C’est d’ailleurs la volonté populationnelle et gouvernementale d’offrir à la population des services favorisant une approche non médicale des problèmes de santé mentale qui est à l’origine de la mise sur pied des premiers services communautaires d’intervention de crise au milieu des années ‘80.


Sachant que l’actuelle pandémie aura des conséquences durables sur la santé mentale de la population, le RESICQ prend position pour que cette situation exceptionnelle donne lieu à une véritable analyse de l’offre globale des services en intervention de crise disponibles à travers le Québec. Dans cette optique, nous plaidons pour le développement d’une première stratégie nationale pour les services en intervention de crise en santé mentale qui doit s’insérer dans un plan d’urgence, puis logiquement dans le prochain plan d’action en santé mentale du gouvernement.


Donnons-nous le pouvoir de changer les choses et travaillons à renforcer les communautés face aux bouleversements présents et à venir en offrant des services spécialisés, professionnels et humains qui répondent aux besoins de tous les Québécois.


Ainsi, nous pourrons contextualiser cette phrase : est-ce que « Ça va bien aller »? Non, mais demain ça ira mieux.

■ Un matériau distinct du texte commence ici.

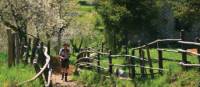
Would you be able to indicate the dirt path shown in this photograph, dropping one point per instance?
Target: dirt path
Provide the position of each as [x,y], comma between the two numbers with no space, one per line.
[57,82]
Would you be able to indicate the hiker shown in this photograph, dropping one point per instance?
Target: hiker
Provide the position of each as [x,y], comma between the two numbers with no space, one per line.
[64,55]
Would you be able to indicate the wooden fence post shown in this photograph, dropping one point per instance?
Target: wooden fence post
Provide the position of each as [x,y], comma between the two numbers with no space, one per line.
[13,49]
[198,49]
[27,51]
[10,48]
[49,47]
[184,54]
[98,63]
[110,63]
[34,48]
[102,46]
[133,63]
[17,41]
[150,62]
[37,69]
[160,61]
[142,70]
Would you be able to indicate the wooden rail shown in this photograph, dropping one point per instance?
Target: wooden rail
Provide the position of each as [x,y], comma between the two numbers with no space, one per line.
[41,71]
[145,62]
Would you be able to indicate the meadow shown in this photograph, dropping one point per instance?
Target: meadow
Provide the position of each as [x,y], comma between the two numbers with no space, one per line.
[174,77]
[9,77]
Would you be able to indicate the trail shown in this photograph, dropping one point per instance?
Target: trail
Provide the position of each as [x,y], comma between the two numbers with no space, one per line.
[57,82]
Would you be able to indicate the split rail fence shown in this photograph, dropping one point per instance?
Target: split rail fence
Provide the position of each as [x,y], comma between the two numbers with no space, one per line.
[146,62]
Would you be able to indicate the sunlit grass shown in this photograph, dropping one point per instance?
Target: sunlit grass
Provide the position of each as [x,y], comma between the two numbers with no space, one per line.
[9,77]
[174,77]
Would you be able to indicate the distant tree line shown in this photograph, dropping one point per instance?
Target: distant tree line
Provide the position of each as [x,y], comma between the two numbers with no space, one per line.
[128,21]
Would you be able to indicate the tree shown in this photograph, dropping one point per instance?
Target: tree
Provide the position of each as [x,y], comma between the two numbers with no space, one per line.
[123,18]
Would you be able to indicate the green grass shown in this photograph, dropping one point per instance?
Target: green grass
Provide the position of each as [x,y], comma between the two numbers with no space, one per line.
[86,8]
[175,77]
[11,76]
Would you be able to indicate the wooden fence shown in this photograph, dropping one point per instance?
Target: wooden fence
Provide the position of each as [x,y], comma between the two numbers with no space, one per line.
[37,55]
[145,62]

Après tout, les arcs-en-ciel viennent après la pluie, il suffit d’y insuffler un peu de lumière!


Les membres du RESICQ (La Bouffée d’Air du KRTB, Centre de prévention du suicide et d’intervention de crise du Bas-Saint-Laurent, Centre de crise de Québec, Le Passant– Hébergement de crise pour hommes, Entr’Elles–Hébergement de crise pour femmes, Centre d’intervention de crise–Association IRIS, Centre L’Autre Maison, Le Transit–Centre de crise, Centre d’intervention de crise Tracom, Centre de Crise de l’Ouest de l’Ile, Besoin d’Aide 24/7, L’Îlot-Centre de crise et de prévention du suicide de Laval, Les Services de crise de Lanaudière, Centre d’intervention de crise Soleil Levant, Centre d’intervention de crise et de prévention du suicide La Maison sous les arbres, Contact Richelieu-Yamaska centre de crise et de prévention du suicide, Centre de crise et de prévention du suicide Le Tournant, Centre de crise et de prévention du suicide La Traversée, Centre de crise et de prévention du suicide du Haut-Richelieu-Rouville, La Chrysalide-Maison d’hébergement communautaire en santé mentale).